[Doc-SIG] Alternative inline markup
Alan Jaffray
jaffray@pobox.com
Wed, 7 Nov 2001 14:05:25 -0500 (EST)
On Tue, 6 Nov 2001, David Goodger wrote:
> Thanks for your input. I wish it had come earlier though!
Sorry. Combination of illness and much-needed vacation.
> > 1) Inline markup can be nested::
> ...
> > Ambiguity is resolved with close tags first, then maximal munch.
>
> I don't follow. Clarify please?
Forget it, bad idea. :)
> The easiest way I see to implement this is to first identify the outer
> inline markup as we do now, then recursively scan for nested inline
> markup. It won't work in the general case though, as explained below.
> Changing the parse algorithm to be fully nested-inline-markup-friendly
> could be difficult and/or ambiguous. I'm not sure the general case
> *can* be done, without a lot of exceptions and special rules, which
> complexity I'm not willing to add to reStructuredText.
Is "markup can't be delimited with the same character as its parent"
too complicated?
> > 2) An underscore suffix currently modifies the preceding text by
> > making it a link. This notion is extended - the suffix indicates
> > that the text is to be tagged in some way, indicated by a
> > directive or destination URL in the target::
> >
> > I had lunch with Jonathan_ today. We talked about Zope_.
> >
> > .. _Jonathan: lj [user=jhl]
> > .. _Zope: http://www.zope.org/
>
> Interesting idea, putting arbitrary constructs in the link target.

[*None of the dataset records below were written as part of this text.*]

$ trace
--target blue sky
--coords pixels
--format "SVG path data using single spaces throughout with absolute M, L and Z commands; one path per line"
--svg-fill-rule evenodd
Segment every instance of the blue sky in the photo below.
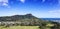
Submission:
M 60 0 L 0 0 L 0 16 L 29 14 L 60 18 Z

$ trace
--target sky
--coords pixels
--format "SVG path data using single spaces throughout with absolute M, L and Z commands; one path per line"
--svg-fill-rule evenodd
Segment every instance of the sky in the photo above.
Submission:
M 0 0 L 0 16 L 29 14 L 60 18 L 60 0 Z

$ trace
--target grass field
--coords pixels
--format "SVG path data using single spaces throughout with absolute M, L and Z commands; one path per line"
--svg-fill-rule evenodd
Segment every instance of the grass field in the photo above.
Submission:
M 10 27 L 3 27 L 0 26 L 0 29 L 39 29 L 39 26 L 10 26 Z

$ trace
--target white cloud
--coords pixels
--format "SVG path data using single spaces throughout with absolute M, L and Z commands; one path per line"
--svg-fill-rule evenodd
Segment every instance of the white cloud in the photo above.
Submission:
M 49 11 L 49 13 L 51 14 L 60 14 L 60 10 L 52 10 L 52 11 Z
M 25 0 L 20 0 L 22 3 L 24 3 L 25 2 Z
M 8 6 L 8 0 L 0 0 L 0 6 Z
M 42 2 L 45 2 L 45 0 L 42 0 Z

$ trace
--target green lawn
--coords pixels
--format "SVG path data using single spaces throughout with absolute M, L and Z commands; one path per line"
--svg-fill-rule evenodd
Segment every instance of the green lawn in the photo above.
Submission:
M 3 27 L 0 26 L 0 29 L 39 29 L 39 26 L 10 26 L 10 27 Z

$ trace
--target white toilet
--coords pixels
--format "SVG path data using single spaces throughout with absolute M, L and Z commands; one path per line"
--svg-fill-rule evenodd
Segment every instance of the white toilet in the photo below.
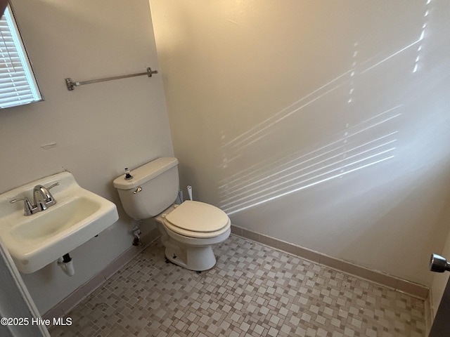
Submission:
M 230 235 L 228 216 L 212 205 L 186 201 L 174 205 L 179 191 L 178 159 L 162 157 L 114 180 L 127 213 L 135 220 L 154 218 L 166 258 L 198 272 L 216 264 L 212 245 Z

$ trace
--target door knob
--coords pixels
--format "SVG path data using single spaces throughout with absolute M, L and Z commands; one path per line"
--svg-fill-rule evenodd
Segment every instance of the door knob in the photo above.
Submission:
M 430 270 L 436 272 L 444 272 L 446 270 L 450 271 L 450 263 L 446 259 L 440 255 L 431 254 L 430 258 Z

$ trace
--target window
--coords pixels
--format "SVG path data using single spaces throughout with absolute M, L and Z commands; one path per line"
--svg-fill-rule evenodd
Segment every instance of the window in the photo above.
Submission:
M 42 100 L 9 5 L 0 18 L 0 108 Z

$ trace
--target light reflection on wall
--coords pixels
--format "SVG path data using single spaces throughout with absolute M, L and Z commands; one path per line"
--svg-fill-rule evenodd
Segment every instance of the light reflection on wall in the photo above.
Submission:
M 371 90 L 370 84 L 375 73 L 376 77 L 389 79 L 392 69 L 400 69 L 399 74 L 403 73 L 403 76 L 418 72 L 430 2 L 426 1 L 420 34 L 411 39 L 412 41 L 407 41 L 391 53 L 359 60 L 358 48 L 361 44 L 355 42 L 350 69 L 233 139 L 228 140 L 223 136 L 221 169 L 226 171 L 229 165 L 233 165 L 234 173 L 225 174 L 226 178 L 219 184 L 220 207 L 232 215 L 394 158 L 399 137 L 397 126 L 404 104 L 394 98 L 387 99 L 387 102 L 379 105 L 378 112 L 368 114 L 366 110 L 369 108 L 361 100 L 358 102 L 357 98 L 361 91 Z M 389 84 L 385 84 L 383 90 L 389 93 Z M 311 149 L 307 150 L 308 144 L 297 147 L 288 145 L 288 150 L 280 149 L 279 152 L 272 149 L 266 159 L 247 166 L 242 164 L 243 168 L 236 170 L 240 165 L 236 162 L 245 162 L 245 156 L 252 149 L 269 144 L 271 138 L 279 133 L 283 125 L 298 123 L 300 114 L 311 114 L 321 101 L 342 98 L 342 94 L 337 91 L 342 93 L 344 90 L 347 98 L 343 110 L 349 117 L 340 131 Z M 342 102 L 336 104 L 342 106 Z M 373 107 L 373 103 L 371 106 Z M 361 121 L 363 116 L 366 119 Z M 345 118 L 344 116 L 342 120 Z M 285 138 L 288 144 L 289 136 Z

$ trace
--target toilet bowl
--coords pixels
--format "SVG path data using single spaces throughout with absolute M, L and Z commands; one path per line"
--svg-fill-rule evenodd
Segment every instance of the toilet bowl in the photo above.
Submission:
M 155 220 L 166 258 L 191 270 L 212 268 L 216 257 L 212 245 L 230 236 L 231 222 L 226 214 L 203 202 L 186 201 L 174 205 Z
M 162 157 L 114 180 L 127 213 L 136 220 L 153 218 L 161 233 L 166 258 L 191 270 L 213 267 L 212 245 L 230 235 L 231 221 L 220 209 L 186 201 L 174 204 L 178 195 L 178 160 Z

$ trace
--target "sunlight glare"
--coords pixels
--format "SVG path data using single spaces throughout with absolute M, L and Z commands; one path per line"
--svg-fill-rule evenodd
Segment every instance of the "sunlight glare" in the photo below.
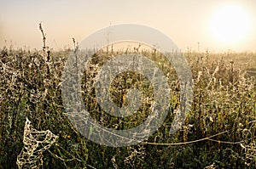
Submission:
M 248 36 L 250 20 L 240 6 L 219 8 L 211 20 L 211 32 L 214 38 L 224 44 L 241 42 Z

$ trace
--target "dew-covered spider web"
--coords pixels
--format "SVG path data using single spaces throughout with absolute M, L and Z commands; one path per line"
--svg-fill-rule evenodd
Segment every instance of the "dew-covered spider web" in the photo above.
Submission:
M 24 127 L 24 147 L 17 156 L 16 164 L 20 168 L 40 168 L 43 166 L 43 152 L 49 149 L 58 136 L 49 130 L 38 131 L 26 118 Z

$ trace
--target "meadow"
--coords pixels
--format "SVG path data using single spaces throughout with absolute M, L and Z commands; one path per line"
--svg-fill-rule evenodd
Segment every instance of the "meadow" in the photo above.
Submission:
M 0 168 L 18 168 L 26 117 L 35 130 L 49 130 L 58 136 L 38 154 L 43 161 L 38 166 L 44 168 L 256 167 L 256 54 L 184 52 L 193 76 L 194 100 L 182 129 L 170 134 L 174 110 L 180 104 L 177 76 L 162 54 L 142 51 L 166 76 L 171 109 L 164 124 L 148 139 L 112 148 L 86 139 L 65 115 L 61 76 L 72 53 L 73 49 L 1 48 Z M 104 113 L 94 98 L 93 82 L 101 66 L 118 54 L 114 51 L 94 54 L 83 76 L 82 95 L 88 111 L 102 126 L 127 129 L 147 118 L 148 100 L 154 96 L 145 76 L 132 71 L 120 74 L 111 84 L 113 102 L 120 107 L 125 104 L 124 94 L 135 87 L 143 91 L 143 104 L 129 117 Z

> However, for consistency that depends on two things:
>
> 1. The link text remains behind, untouched except for being
> "activated" in some way.
> 2. There must *be* a link target. Corollary: the reference must *be*
> a reference.
I agree with (2) but not (1). Here's the principle I'm going on:
A reStructuredText-to-plaintext converter should modify the
non-directive parts of the document as little as possible.
The marked-up text should "read" like non-marked-up text.
> What will "Jonathan" become?
``<tag name="lj" args="[user=jhl]">Jonathan</tag>`` or some such.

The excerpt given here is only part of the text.